Повесть о неизвестном актере
Пал Палыч последнее время редко виделся с человеком, которого сейчас хоронили на маленьком, тесном кладбище. Он встречал его порой в Доме ветеранов сцены, куда приезжал навещать свою бывшую жену. Высокий старик в очках с толстыми стеклами, неправдоподобно укрупняющими глаза, еще год назад суетился в вестибюле, расклеивая объявления о мероприятиях, ругался с персоналом, не любил сидеть в комнате и всегда был на виду. Теперь он умер — тихо и естественно, как, впрочем, умирали все в этом доме, и похороны были такие же тихие, без рыданий и долгих надгробных речей. Пал Палыч стоял в сторонке, менее других причастный к происходящему, и смотрел, как мимо движется очередь стариков и старушек, одетых опрятно и старомодно, — чтобы бросить традиционную горстку земли. Делали они это по-разному, и все несколько театрально — но это было не позой, а существом, ибо артист всегда останется артистом. Мария Бенедиктовна тоже бросила свою горстку, приопустившись на колено, и всплакнула. Пал Палыч подошел последним и, бросая землю, увидел край гроба, обитого веселенькой, голубой с оборками материей.
Потом все медленно шли обратно по аллее, к воротам, и Мария Бенедиктовна, совершенно уже успокоившаяся, говорила своим резковатым, мало изменившимся с молодости голосом:
— Так вот и тает наш выпуск… Коля ушел… остались ты, да я, да кто еще?
— А Миша Тверской? — сказал Пал Палыч. — В прошлом сезоне Макбета сыграл.
— Ну — он далеко, в Москве… Ах, Коля тоже был бесподобный Макбет! Помнишь, в Астрахани, в двадцать девятом году?.. В наши свадебные гастроли!
— Ты путаешь, Маша, — возразил Пал Палыч. — После свадьбы мы играли в Саратове. А в Астрахани играли — это уже когда родился Вадим.

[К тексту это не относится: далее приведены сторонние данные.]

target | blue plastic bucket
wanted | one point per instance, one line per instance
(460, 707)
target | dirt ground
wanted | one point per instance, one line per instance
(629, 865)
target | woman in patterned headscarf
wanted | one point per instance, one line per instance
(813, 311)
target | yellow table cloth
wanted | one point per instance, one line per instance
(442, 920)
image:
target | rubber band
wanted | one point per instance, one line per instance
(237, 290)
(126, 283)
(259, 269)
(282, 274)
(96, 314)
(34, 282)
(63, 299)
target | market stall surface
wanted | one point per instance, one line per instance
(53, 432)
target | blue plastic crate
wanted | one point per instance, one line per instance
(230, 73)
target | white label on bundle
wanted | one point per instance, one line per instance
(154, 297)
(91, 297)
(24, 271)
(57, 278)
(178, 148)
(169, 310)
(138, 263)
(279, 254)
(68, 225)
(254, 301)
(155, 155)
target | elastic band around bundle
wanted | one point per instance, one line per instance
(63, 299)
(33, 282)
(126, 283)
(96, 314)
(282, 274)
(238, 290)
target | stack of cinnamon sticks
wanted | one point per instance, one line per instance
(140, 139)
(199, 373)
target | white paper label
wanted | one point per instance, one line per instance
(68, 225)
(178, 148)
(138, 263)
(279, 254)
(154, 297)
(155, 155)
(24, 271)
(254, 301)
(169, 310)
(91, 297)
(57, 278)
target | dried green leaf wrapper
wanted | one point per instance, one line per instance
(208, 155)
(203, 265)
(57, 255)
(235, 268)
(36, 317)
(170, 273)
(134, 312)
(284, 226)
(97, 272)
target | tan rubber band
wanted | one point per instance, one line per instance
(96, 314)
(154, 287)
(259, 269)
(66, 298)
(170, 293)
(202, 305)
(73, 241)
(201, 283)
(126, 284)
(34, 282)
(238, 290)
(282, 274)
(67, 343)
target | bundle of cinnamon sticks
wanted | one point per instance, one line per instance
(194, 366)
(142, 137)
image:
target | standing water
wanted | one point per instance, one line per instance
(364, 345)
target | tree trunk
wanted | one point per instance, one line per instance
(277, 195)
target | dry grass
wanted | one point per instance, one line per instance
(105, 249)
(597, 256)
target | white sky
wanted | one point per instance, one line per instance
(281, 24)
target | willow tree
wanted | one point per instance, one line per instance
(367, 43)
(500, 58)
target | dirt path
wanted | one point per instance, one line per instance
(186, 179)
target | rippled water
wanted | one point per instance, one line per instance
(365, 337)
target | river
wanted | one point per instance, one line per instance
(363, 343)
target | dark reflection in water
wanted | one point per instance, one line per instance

В другое время Мария Бенедиктовна, может, поспорила бы, но сейчас спорить показалось ей бестактным, и она просто вздохнула.
— Летит время. Вадим мне что-то давно не писал… Он опять уезжает — в свое Марокко?
— На сей раз — в Браззавиль, — сказал Пал Палыч.
— Это где ж такое? — удивилась Мария Бенедиктовна.
— Далеко, Маша. В Центральной Африке.
— Боже мой, и жарища, наверное, в этой Центральной Африке!
Они остановились у ворот, Марии Бенедиктовне нужно было направо, к похоронному автобусу, поджидавшему близких покойного, Пал Палычу — налево, к вокзалу.
— Вот привезет Вадим Катеньку, — сказала Мария Бенедиктовна, — милости прошу десятого к нам на премьеру! Мы ставим «Виндзорских насмешниц», чудесный режиссер. Из Тобольска!.. Только непременно — с Катенькой, я по ней очень соскучилась.
— Непременно, — ответил Пал Палыч, хотя знал, что ни внучка Катенька, ни сын Вадим, ни он сам уже давно не были для жены главным в ее жизни. Поселившись в Доме ветеранов, Мария Бенедиктовна прочно, самоотреченно и фанатично зажила его делами и заботами. Но так ей было лучше, а раз лучше — значит необходимо, и Пал Палыч это понимал.